L’article L 181-0A du Livre des Procédures Fiscales dispose que… « (…) le droit de reprise de l’administration relatif aux impôts et droits qui y sont mentionnés peut s’exercer jusqu’à l’expiration de la dixième année suivant celle du fait générateur de ces impôts ou droits quand ils sont assis sur des biens ou droits mentionnés aux articles 1649 A (…) », c’est-à-dire sur des « comptes ouverts, détenus, utilisés ou clos à l’étranger ».

Or, l’omission commise par le contribuable ne consiste pas en la non-déclaration d’un compte dont il aurait hérité, puisque ce compte lui ayant été donné du vivant de son auteur, il n’y avait aucun compte bancaire étranger à déclarer lors de sa succession.

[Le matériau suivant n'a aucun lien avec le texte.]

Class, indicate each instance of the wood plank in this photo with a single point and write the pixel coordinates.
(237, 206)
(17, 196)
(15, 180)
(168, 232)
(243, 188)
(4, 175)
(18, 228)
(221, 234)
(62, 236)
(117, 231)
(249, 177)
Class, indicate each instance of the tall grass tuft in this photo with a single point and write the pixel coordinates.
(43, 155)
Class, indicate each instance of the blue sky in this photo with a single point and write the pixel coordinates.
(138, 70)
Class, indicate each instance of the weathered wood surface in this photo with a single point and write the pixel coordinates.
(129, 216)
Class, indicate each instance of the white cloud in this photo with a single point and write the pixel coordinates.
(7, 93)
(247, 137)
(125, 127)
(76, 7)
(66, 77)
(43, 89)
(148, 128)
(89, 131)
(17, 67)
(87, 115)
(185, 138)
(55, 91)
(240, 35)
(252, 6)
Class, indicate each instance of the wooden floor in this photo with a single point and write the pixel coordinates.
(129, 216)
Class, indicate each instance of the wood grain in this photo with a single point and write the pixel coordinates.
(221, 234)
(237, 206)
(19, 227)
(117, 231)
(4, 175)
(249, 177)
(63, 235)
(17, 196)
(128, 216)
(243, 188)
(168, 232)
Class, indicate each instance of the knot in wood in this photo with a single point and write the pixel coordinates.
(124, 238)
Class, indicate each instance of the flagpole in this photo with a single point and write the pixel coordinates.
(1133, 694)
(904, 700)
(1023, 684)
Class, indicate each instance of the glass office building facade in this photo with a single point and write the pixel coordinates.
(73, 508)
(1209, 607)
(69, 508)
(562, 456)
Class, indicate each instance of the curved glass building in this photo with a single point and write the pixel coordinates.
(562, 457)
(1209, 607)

Le manquement qui peut lui être reproché est simplement l’omission du rappel fiscal, puisque conformément à l’article 784 du CGI, les biens donnés de manière non authentique (pas d’acte notarié) dont la mutation n’a pas été déclarée au service de l’enregistrement deviennent imposables lors de la mutation à titre gratuit officielle subséquente, en l’occurrence le décès du donateur.

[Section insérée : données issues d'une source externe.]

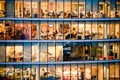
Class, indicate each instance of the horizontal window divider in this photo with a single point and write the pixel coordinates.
(64, 19)
(64, 62)
(100, 40)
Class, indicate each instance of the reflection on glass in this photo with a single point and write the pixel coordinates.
(27, 52)
(35, 30)
(81, 8)
(59, 9)
(100, 30)
(26, 72)
(94, 72)
(94, 34)
(51, 30)
(2, 52)
(66, 72)
(35, 52)
(9, 26)
(67, 9)
(43, 52)
(2, 30)
(44, 9)
(88, 8)
(2, 8)
(35, 72)
(59, 72)
(59, 30)
(43, 30)
(51, 72)
(19, 52)
(81, 72)
(43, 72)
(10, 72)
(35, 8)
(59, 52)
(81, 30)
(73, 72)
(2, 72)
(10, 52)
(88, 30)
(18, 72)
(67, 30)
(51, 52)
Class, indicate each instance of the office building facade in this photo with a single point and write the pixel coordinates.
(59, 39)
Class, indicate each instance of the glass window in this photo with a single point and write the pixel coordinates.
(88, 8)
(26, 72)
(59, 9)
(73, 72)
(35, 52)
(19, 33)
(94, 71)
(66, 72)
(117, 14)
(52, 9)
(59, 30)
(27, 52)
(2, 52)
(67, 30)
(9, 8)
(81, 8)
(59, 72)
(19, 52)
(100, 30)
(74, 31)
(81, 72)
(94, 34)
(51, 72)
(44, 9)
(18, 8)
(100, 71)
(112, 8)
(75, 8)
(51, 52)
(2, 8)
(43, 52)
(51, 30)
(27, 30)
(35, 30)
(18, 72)
(35, 72)
(35, 8)
(27, 8)
(9, 27)
(81, 32)
(67, 9)
(95, 9)
(117, 30)
(10, 52)
(2, 30)
(88, 30)
(59, 52)
(44, 72)
(43, 30)
(2, 72)
(10, 72)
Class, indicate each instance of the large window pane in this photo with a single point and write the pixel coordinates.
(2, 52)
(27, 52)
(2, 8)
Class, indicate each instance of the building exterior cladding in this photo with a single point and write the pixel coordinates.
(59, 39)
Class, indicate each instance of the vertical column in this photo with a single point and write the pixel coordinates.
(9, 8)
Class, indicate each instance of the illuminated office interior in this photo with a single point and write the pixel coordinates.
(59, 39)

Les lois dérogatoires étant d’interprétation stricte, c’est le délai normal de prescription de 6 ans plus l’année en cours visé à l’article L 186 du LPF qui est à notre avis applicable et non le délai spécial de 10 ans visé à l’article L 181-0A. Ce délai étant aujourd’hui dépassé, les droits de succession sont prescrits.

La question est aujourd’hui soumise à l’appréciation de la DNVSF. Espérons pour l’écureuil super-cachotier qu’elle saura se montrer bonne joueuse !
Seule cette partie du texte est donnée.